FY 2018 Physician Fee Schedule (PFS) Proposed Rule and 340B Drugs – Democratic representatives expressed concern that the proposal contained in the FY 2018 PFS Proposed Rule, which would reduce Medicare reimbursement for Part B drugs purchased by 340B hospitals, could severely undermine the valuable work that DSH hospitals perform for disadvantaged communities. In particular, Rep. DeGette and Rep. Pallone asserted that the PFS proposal does nothing to address the issue of rising prescription drug prices because it doesn’t address why drug prices are high in the first place. Under the proposal, drug manufacturers are still free to set prices.

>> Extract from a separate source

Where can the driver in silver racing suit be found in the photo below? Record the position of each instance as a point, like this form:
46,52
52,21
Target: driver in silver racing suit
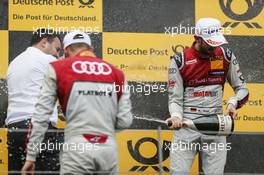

Additional Regulatory Authority – Committee members asked where HRSA believes it lacks regulatory authority to address the various issues presented to the agency. Captain Pedley offered the example of transparency regarding ceiling prices—currently HRSA is able to share the ceiling prices with covered entities, but not with state Medicaid programs. If it could share this information with state Medicaid programs, these programs could better prevent duplicate discounts under the 340B program. Captain Pedley also stated that HRSA would need more regulatory authority to enforce a clearer definition of an eligible patient under the program. Rep. Griffith asked Captain Pedley whether Congress should give HRSA authority to investigate in greater detail contract pharmacy arrangements. In particular, Rep. Griffith was interested in the alleged agreement between hospitals and contract pharmacies to “share” in the savings generated by the 340B program. Captain Pedley responded that HRSA would be willing to work with Congress on a proposal.